The annual planning of control activities agreed in JDPs coordinated by EFCA is based on a risk management process. Different types of information and data are compiled and analysed to formulate recommendations for the cost-effective deployment of control means and implementation of activities to monitor and improve compliance. The risk assessment exercise aims to define the level of risk of non-compliance associated with each fishery segment, which is defined according to the type of fishing gear, the geographical area and the target species. Based on this assessment, a set of recommendations on priority risks is agreed, which will be the basis for the development of JDPs.
What is the risk management process?
A risk management process consists of a structured framework for the identification, analysis, evaluation and treatment of risks. The aim of the process is to contribute to the efficient placement of inspection and control means in order to respond to risks, to create effective deterrence to non-compliance and to provide assurance that compliance risks are recognised and addressed in a systematic way. The framework also incorporates an effectiveness analysis, to improve future risk management cycles.

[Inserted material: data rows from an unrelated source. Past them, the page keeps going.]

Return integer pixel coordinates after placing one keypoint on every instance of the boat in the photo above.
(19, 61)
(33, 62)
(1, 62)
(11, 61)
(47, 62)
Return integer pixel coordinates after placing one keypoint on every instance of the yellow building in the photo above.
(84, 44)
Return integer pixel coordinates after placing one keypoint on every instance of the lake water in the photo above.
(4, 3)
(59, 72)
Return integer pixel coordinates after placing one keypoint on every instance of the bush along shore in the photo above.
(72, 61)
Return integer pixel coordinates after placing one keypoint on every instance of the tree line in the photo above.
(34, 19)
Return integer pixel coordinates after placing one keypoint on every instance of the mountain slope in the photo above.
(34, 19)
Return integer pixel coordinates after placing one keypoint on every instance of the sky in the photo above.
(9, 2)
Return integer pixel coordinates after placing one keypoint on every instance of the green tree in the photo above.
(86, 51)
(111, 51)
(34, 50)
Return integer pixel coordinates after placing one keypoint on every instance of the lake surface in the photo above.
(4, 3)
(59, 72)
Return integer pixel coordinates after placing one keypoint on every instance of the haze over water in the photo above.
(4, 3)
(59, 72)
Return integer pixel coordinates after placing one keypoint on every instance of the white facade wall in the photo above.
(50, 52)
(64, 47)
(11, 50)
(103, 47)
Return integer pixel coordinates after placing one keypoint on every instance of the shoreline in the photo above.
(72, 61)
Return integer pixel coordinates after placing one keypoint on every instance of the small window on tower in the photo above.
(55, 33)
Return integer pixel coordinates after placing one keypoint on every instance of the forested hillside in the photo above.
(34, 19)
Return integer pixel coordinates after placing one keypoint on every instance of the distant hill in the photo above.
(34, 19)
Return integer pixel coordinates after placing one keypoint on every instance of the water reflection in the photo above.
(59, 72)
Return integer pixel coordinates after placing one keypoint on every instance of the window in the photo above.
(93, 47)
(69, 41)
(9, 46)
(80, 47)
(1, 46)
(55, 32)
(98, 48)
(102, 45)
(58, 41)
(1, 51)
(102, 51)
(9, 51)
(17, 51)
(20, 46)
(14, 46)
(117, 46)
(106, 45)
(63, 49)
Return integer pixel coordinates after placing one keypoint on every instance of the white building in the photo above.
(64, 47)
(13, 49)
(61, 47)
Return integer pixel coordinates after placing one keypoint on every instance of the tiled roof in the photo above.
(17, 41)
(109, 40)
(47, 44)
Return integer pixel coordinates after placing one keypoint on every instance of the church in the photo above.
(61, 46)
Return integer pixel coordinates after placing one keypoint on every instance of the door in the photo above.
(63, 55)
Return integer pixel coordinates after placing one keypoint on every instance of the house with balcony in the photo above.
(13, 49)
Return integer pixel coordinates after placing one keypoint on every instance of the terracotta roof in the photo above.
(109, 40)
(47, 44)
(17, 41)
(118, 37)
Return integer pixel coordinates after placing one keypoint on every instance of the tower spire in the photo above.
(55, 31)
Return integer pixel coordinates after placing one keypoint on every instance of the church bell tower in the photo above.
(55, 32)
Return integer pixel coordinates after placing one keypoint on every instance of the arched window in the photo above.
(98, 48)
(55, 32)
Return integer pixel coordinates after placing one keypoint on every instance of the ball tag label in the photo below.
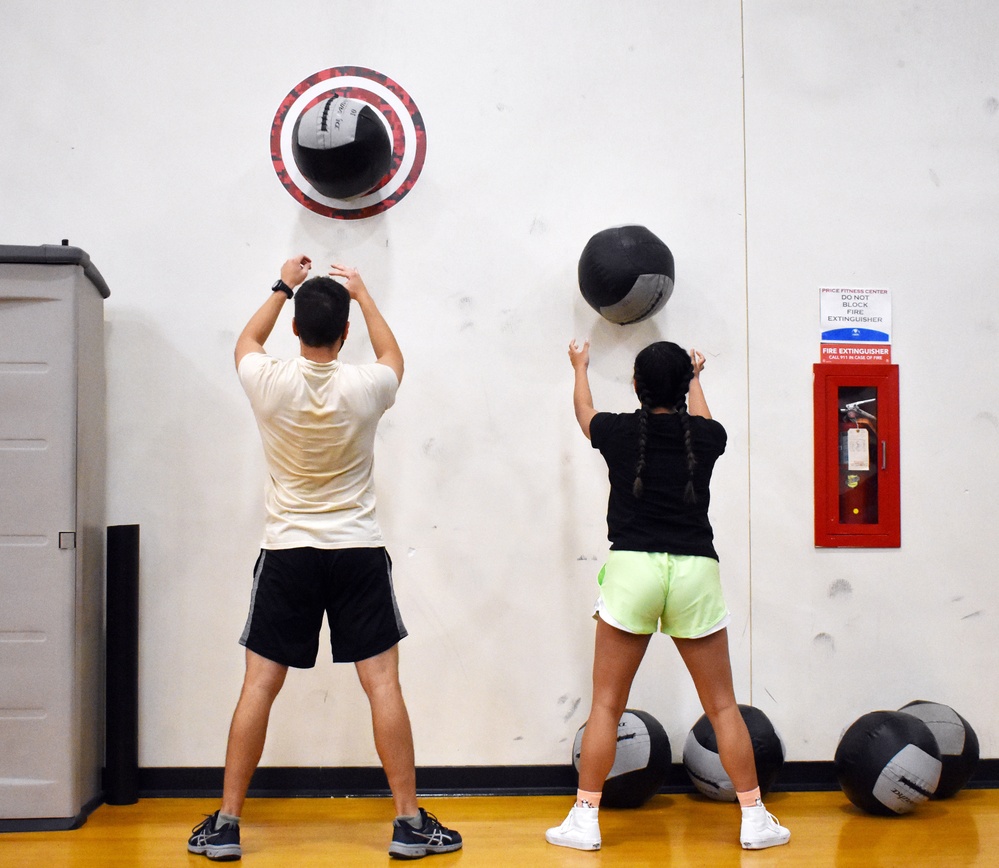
(341, 123)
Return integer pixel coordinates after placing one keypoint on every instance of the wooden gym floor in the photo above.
(670, 830)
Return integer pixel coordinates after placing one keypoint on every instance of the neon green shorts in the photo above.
(679, 595)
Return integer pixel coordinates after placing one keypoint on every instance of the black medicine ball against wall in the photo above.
(626, 274)
(342, 147)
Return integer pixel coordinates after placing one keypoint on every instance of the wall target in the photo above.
(392, 106)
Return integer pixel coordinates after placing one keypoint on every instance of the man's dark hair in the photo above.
(322, 305)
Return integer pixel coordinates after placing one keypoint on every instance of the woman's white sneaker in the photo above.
(580, 830)
(760, 829)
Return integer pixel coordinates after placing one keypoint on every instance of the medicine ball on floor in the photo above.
(641, 762)
(703, 764)
(888, 763)
(956, 739)
(626, 274)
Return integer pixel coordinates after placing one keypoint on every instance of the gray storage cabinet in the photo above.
(52, 533)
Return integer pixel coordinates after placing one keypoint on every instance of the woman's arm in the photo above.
(582, 400)
(696, 404)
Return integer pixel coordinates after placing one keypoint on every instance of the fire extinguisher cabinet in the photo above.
(52, 536)
(856, 456)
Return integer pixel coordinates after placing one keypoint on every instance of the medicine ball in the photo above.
(888, 763)
(626, 274)
(341, 147)
(641, 762)
(956, 739)
(703, 764)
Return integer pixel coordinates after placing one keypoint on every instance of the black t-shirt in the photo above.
(659, 521)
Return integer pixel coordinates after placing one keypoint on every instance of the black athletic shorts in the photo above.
(292, 588)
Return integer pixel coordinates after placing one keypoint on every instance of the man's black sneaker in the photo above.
(431, 837)
(220, 845)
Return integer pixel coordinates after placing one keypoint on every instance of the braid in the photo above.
(637, 487)
(663, 372)
(689, 495)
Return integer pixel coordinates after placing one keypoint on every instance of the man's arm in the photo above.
(383, 342)
(582, 400)
(261, 324)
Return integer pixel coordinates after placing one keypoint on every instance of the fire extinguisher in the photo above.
(858, 469)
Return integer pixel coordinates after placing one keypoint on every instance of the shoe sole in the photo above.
(763, 845)
(569, 842)
(418, 851)
(230, 853)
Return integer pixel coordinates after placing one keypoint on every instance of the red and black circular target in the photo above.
(402, 120)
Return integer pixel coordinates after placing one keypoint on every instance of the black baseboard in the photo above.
(302, 782)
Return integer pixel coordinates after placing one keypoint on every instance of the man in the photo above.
(323, 550)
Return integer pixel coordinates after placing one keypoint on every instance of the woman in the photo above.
(661, 573)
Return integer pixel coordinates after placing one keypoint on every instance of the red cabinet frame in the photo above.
(857, 494)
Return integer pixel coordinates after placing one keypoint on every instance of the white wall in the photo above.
(868, 157)
(873, 155)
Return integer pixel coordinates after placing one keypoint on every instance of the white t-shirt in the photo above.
(317, 423)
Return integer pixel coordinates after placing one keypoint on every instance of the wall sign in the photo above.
(855, 325)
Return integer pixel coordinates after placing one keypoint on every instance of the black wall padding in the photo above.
(121, 773)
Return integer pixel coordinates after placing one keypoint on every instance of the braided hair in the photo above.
(663, 372)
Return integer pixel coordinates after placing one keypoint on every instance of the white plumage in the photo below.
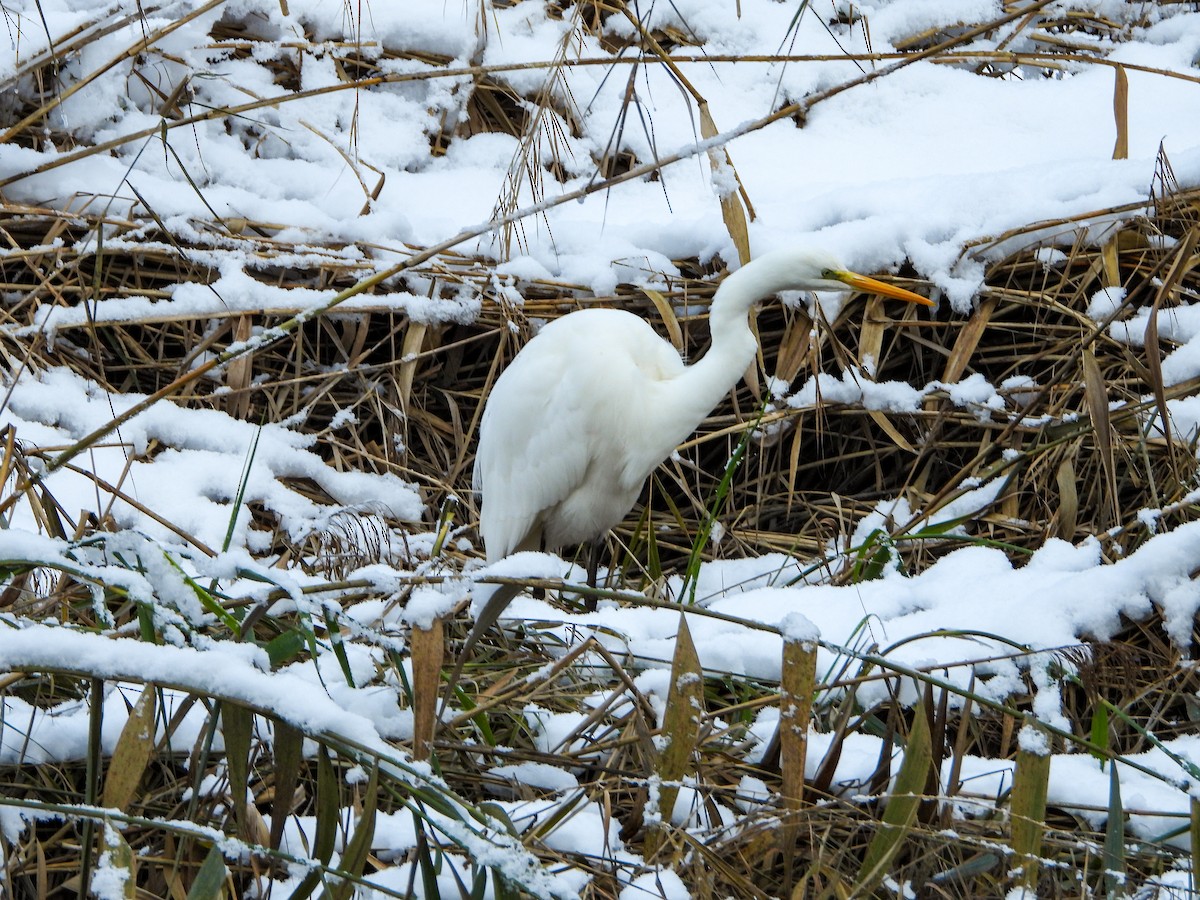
(597, 400)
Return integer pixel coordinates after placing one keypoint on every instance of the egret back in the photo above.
(571, 430)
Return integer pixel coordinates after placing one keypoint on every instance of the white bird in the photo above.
(597, 400)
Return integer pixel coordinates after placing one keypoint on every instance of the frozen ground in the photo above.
(912, 166)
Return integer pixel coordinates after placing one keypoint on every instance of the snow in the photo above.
(915, 166)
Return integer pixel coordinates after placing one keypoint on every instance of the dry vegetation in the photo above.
(808, 474)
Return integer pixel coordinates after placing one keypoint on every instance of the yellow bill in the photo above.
(870, 286)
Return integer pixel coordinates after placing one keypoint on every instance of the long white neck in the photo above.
(733, 346)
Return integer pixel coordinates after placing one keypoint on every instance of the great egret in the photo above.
(597, 400)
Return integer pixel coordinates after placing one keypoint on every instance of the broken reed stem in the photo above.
(1027, 807)
(796, 695)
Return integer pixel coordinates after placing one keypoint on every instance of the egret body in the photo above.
(597, 400)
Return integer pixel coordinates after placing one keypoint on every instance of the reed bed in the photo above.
(1079, 441)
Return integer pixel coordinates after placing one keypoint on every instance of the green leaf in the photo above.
(209, 879)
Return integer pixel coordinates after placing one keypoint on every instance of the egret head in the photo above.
(809, 269)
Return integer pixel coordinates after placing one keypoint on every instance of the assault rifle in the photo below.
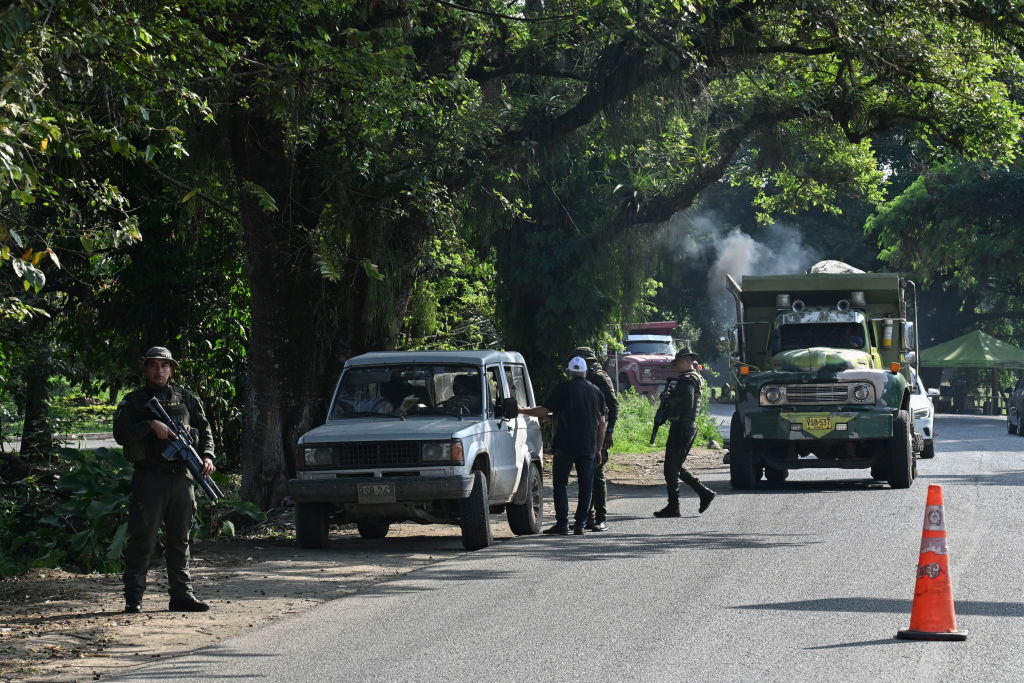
(660, 417)
(183, 449)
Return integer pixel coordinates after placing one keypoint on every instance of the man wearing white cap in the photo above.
(579, 433)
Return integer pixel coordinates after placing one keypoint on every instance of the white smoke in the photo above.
(700, 237)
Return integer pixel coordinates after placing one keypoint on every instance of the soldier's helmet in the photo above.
(685, 351)
(161, 353)
(585, 352)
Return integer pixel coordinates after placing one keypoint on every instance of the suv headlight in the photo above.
(442, 452)
(861, 392)
(317, 457)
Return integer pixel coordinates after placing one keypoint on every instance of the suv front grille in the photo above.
(817, 393)
(382, 454)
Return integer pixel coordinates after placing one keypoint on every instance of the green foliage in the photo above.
(636, 417)
(77, 513)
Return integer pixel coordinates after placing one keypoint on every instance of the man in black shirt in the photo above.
(579, 434)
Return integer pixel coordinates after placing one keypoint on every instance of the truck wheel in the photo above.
(525, 518)
(901, 453)
(929, 450)
(742, 474)
(373, 528)
(476, 515)
(311, 524)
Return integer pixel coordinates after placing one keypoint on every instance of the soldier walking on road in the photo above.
(162, 492)
(579, 407)
(683, 402)
(596, 520)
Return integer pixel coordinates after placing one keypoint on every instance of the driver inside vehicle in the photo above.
(465, 394)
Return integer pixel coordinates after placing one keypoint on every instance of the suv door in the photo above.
(527, 429)
(500, 438)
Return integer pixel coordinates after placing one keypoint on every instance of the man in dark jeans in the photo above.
(579, 434)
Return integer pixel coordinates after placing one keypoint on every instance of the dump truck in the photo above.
(821, 363)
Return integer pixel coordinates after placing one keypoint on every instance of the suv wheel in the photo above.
(373, 528)
(525, 518)
(476, 531)
(311, 524)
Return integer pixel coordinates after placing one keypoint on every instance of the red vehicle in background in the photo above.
(646, 363)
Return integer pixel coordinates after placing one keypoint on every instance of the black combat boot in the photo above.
(670, 510)
(707, 496)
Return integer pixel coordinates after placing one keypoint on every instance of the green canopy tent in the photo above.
(975, 349)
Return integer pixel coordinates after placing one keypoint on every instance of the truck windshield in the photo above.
(654, 347)
(409, 389)
(806, 335)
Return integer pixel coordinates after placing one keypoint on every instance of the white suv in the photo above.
(924, 413)
(426, 436)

The regional risk management process conducted by EFCA is aligned with the generic risk management methodologies, such as the ones applied for natural hazards or financial risks. The aim is to make the most of the limited resources of inspections means.
Risk management is composed of three main steps:
A. Risk assessment. This is the process where the main risks of non-compliance are identified, analysed and evaluated. The analysis consists in estimating two factors: (a) impact or consequences of non-compliance threats to the common fisheries policy objectives and (b) the likelihood that those threats will occur, based on intelligence or compliance indicators developed by EFCA with Member States. Each risk is evaluated based on these two factors, leading to a categorisation of the fleet segment having a low, medium, high or very high risk of each identified threat.
B. Risk treatment. This step aims to select and implement effective counter-measures adapted to a cost-effective use of available resources. Risk treatment measures should address risks considered as not acceptable. Several aspects should be considered when recommending a given risk treatment strategy, such as the current level of control, the cost-effectiveness of the recommended actions, the deterrence effect, available resources, etc. In general, low-priority risks are monitored, while specific plans are developed and implemented for high-priority risks.
C. Effectiveness analysis. A critical examination of the process is an important step in the full cycle of the risk management process. This step enables an evaluation of the framework itself and the effectiveness and efficiency of the risk treatment measures implemented. An annual JDP assessment report is produced annually for each JDP area.